Ich stelle die Beschlussfähigkeit des Hohen Hauses fest.

Ich möchte daran erinnern, dass sich Staatsminister Herr Robra für den heutigen Tag entschuldigt hat. Ich will Ihnen das nur der guten Ordnung halber noch einmal mitteilen.

Meine Damen und Herren! Ich rufe Tagesordnungspunkt 13 auf:

Aktuelle Debatte

Zukunft der Sportförderung in Sachsen-Anhalt

Antrag der Fraktion der FDP - Drs. 5/1721

Die Fraktionen und die Landesregierung erhalten jeweils eine Redezeit von zehn Minuten. Darauf hatten wir uns verständigt. Zunächst erteile ich der Antragstellerin, der FDP-Fraktion das Wort. Frau Dr. Hüskens, bitte schön, Sie haben das Wort zur Einführung.

Herr Präsident! Meine Damen und Herren! Ich denke, Sie werden genau wie ich zum Jahreswechsel neben hoffentlich freundlichen und zahlreichen Weihnachtsgrüßen auch einiges an Post aus Ihren Sportvereinen und aus den Kreissportbünden bekommen haben. Diese Post war weniger erfreulich.

(Unruhe)

Die Kreissportbünde haben Ihnen vorgetragen, dass sie nun doch mit der Kofinanzierung der entsprechenden institutionellen Förderung Probleme haben, anders als das vorher angesagt worden war. Sie haben Ihnen geschrieben, dass sie ein Defizit in Höhe von 20 000 bis 30 000 € haben. Bei allem Verständnis für einen Eigenanteil bei institutioneller Förderung haben sie Ihnen auch geschrieben, dass sie nach wie vor nicht wissen, welche Grundparameter sie für die Vertragsgestaltung heranzuziehen haben.

Das heißt - das ist zumindest mir so geschrieben worden -, dass die Präsidenten der Kreissportbünde und auch der Landesfachverbände nicht einmal wissen, welche Wertigkeit die Stellen im Laufe des Jahres erhalten werden, die sie ihren Mitarbeitern anbieten sollen. Das bedeutet, dass in den Verträgen eine Klausel enthalten ist, dass die Mitarbeiter, wenn es im Laufe des Jahres zu einer Überprüfung käme und die Wertigkeit abgesenkt würde, entsprechende Gelder zurückzuzahlen hätten. Wenn das so wäre, muss ich offen gestehen, wäre das sittenwidrig. Ich hoffe, Frau Kuppe, dass Sie das heute hier aufklären können.

(Zustimmung bei der FDP)

Das Thema, das uns zu der heutigen Aktuellen Debatte bewegt hat, sind allerdings nicht die Kreissportbünde und die Landesfachverbände. Diese werden hier im

Land von einer Reihe namhafter Persönlichkeiten vertreten, und ich bin mir ganz sicher, dass diese durchaus zu einem auskömmlichen Kompromiss mit dem Ministerium kommen werden.
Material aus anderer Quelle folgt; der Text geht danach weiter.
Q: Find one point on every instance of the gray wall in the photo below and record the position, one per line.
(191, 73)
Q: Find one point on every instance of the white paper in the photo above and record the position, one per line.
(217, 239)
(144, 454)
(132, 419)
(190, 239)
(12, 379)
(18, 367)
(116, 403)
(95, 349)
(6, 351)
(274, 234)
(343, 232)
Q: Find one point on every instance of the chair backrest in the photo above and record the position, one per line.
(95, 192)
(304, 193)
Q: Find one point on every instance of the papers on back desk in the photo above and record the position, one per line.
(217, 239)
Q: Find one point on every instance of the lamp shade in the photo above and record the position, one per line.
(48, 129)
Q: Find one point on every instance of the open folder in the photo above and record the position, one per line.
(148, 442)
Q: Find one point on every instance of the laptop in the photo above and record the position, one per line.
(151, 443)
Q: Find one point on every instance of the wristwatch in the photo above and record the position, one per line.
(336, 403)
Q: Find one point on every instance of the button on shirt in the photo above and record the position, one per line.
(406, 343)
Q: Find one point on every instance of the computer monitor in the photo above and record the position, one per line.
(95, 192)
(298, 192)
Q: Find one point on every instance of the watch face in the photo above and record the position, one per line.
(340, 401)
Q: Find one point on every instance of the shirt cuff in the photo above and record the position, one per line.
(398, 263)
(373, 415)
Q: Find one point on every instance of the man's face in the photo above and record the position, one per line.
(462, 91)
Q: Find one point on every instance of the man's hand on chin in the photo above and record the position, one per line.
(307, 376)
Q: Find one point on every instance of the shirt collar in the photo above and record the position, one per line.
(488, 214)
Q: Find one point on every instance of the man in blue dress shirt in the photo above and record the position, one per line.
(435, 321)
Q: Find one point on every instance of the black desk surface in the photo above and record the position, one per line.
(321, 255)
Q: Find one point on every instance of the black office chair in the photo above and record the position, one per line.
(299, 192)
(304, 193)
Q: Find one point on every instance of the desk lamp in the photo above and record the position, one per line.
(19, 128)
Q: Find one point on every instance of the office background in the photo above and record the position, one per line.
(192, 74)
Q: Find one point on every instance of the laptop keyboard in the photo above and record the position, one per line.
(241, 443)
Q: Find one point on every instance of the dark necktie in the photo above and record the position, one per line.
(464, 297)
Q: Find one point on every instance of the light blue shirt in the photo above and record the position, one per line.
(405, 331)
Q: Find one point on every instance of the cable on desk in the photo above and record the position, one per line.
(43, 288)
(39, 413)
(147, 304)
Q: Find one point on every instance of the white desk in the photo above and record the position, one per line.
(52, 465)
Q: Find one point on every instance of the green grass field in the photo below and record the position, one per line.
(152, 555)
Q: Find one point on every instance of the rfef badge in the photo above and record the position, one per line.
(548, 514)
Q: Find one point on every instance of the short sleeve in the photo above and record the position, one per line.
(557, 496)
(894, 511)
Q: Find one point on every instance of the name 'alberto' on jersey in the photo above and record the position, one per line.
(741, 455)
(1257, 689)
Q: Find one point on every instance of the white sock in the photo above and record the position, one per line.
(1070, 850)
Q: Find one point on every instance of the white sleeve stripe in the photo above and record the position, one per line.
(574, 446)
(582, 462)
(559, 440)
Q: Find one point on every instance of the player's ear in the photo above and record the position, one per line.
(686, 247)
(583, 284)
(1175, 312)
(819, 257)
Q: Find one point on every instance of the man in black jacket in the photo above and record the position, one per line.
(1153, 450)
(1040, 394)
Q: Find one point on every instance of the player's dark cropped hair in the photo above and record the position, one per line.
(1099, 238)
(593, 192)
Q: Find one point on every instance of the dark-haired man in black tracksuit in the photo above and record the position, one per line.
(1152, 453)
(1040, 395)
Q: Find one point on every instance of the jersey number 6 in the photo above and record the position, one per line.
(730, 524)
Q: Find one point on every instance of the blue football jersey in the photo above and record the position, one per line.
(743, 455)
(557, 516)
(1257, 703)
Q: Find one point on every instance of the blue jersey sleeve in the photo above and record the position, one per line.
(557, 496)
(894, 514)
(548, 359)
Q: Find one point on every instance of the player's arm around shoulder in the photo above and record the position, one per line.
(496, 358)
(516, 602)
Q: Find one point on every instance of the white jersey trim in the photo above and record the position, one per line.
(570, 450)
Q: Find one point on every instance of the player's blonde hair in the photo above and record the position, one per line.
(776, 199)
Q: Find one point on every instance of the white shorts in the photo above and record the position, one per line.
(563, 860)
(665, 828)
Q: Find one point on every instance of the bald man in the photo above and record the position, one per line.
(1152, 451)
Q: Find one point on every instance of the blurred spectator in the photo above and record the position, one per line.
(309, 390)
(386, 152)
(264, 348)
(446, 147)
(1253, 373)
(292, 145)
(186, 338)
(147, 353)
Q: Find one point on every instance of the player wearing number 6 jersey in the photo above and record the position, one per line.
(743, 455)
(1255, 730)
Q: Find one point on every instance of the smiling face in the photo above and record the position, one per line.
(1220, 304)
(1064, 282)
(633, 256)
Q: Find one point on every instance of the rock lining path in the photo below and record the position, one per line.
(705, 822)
Was mir Sorgen macht, ist die pauschale Vereinsförderung. Diese lag im letzten Jahr bei 1,5 Millionen €

(Herr Bischoff, SPD: Im Ausschuss!)

und ist - das klingt zunächst einmal positiv - für das Jahr 2009 auf 2 Millionen € erhöht worden, und man hat die Parameter verändert. Ich hatte bei der Verabschiedung eigentlich erwartet, dass die meisten Vereine eher mehr Geld kriegen würden.

(Frau Fischer, SPD: Wie soll das denn gehen?)
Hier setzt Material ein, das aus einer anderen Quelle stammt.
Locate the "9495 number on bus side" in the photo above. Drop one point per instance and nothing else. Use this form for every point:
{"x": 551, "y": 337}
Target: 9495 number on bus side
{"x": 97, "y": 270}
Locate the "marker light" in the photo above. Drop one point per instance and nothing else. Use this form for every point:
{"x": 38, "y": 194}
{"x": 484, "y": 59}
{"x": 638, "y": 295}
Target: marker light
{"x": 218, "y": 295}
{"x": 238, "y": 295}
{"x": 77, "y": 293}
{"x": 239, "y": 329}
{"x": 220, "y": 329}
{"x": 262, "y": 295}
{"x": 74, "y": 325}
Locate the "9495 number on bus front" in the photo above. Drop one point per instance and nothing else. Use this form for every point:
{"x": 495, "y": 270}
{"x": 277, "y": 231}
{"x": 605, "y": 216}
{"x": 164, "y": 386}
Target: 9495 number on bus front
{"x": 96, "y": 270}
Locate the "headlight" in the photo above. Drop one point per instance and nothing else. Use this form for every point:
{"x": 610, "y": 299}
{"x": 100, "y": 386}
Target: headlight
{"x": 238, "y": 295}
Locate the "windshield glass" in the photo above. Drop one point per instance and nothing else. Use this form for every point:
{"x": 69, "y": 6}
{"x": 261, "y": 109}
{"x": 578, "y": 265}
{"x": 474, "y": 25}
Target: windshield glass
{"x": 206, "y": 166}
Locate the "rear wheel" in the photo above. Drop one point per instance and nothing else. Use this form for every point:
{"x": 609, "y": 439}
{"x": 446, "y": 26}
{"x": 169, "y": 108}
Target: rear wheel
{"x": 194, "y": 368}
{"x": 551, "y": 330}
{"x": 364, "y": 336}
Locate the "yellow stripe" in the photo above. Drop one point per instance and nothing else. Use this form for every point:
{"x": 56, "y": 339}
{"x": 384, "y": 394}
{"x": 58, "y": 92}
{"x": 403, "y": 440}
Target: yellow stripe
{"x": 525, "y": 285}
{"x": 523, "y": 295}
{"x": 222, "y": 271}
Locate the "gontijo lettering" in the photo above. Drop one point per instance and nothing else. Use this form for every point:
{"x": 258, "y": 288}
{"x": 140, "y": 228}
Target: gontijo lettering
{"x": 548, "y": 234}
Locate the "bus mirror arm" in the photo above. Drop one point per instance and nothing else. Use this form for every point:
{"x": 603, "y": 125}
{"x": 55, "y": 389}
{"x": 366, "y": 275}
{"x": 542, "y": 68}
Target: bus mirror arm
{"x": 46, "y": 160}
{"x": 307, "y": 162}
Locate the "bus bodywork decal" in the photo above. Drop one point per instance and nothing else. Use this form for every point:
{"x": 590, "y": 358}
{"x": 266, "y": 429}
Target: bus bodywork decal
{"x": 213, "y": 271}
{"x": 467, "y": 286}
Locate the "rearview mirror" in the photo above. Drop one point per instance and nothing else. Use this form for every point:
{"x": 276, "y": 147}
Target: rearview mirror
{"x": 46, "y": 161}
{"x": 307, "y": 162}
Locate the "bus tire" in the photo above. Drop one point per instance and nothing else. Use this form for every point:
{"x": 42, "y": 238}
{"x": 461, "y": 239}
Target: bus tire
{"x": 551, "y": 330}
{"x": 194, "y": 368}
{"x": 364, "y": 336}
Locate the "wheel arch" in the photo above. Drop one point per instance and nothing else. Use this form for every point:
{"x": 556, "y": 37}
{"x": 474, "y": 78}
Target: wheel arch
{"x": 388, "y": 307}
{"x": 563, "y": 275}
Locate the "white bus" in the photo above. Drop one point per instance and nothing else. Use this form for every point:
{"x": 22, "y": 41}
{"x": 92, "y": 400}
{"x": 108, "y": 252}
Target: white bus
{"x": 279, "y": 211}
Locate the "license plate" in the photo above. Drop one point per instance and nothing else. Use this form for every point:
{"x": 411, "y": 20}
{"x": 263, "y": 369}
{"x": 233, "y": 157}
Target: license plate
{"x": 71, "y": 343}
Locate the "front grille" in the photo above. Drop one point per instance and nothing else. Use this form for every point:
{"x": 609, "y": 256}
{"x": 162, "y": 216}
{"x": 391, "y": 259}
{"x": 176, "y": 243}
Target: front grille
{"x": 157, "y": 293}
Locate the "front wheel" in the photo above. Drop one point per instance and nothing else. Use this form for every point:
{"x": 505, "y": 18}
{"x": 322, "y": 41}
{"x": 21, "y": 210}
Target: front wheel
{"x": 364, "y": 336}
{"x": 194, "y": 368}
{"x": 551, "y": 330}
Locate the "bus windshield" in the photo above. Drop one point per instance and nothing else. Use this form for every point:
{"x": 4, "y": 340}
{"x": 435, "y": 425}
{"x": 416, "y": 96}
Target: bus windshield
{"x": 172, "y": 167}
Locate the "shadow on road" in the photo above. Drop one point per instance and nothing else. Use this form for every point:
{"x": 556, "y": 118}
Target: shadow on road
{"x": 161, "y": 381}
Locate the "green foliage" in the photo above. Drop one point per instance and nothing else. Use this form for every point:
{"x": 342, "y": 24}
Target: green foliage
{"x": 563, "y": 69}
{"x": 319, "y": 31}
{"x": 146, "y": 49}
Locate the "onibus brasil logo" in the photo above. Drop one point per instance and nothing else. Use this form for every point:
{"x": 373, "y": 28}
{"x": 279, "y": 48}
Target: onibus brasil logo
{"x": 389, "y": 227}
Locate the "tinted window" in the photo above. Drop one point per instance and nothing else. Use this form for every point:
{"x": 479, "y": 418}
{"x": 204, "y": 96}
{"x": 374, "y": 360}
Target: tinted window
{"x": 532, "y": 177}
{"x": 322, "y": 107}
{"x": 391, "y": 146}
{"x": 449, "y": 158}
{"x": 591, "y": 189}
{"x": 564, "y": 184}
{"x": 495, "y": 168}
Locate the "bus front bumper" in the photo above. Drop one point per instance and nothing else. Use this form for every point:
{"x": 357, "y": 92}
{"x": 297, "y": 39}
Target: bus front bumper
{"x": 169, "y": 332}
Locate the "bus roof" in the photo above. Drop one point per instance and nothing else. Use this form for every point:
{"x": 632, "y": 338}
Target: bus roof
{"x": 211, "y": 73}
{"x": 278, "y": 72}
- Eine halbe Million Euro, Frau Fischer, müsste sich im Land eigentlich bemerkbar machen.

(Zuruf von Frau Fischer, SPD)

Frau Fischer, nach der Richtlinie ist der Fördergegenstand, die Tätigkeit der aktiven Übungsleiter, den Trainings- und Wettkampfbetrieb, Sportveranstaltungen und den Erwerb von Sportgeräten bis zu einem Betrag von weniger als 5 000 € zu fördern. Überraschenderweise haben sich in den Briefen zum Jahreswechsel aber ausgerechnet die Vereine gemeldet, die einen intensiven Wettkampfsport betreiben und die viele Übungsleiter für ihre Mitglieder haben. Das ist ein Widerspruch, den ich mir zunächst gar nicht habe erklären können.

Ich bin einmal losgezogen - ich denke, Frau Kuppe, Sie werden das auch getan haben - und habe versucht, aus den Kreissportbünden und aus den Vereinen Zahlen zu bekommen. Haushälter haben ja immer eine Tendenz dazu.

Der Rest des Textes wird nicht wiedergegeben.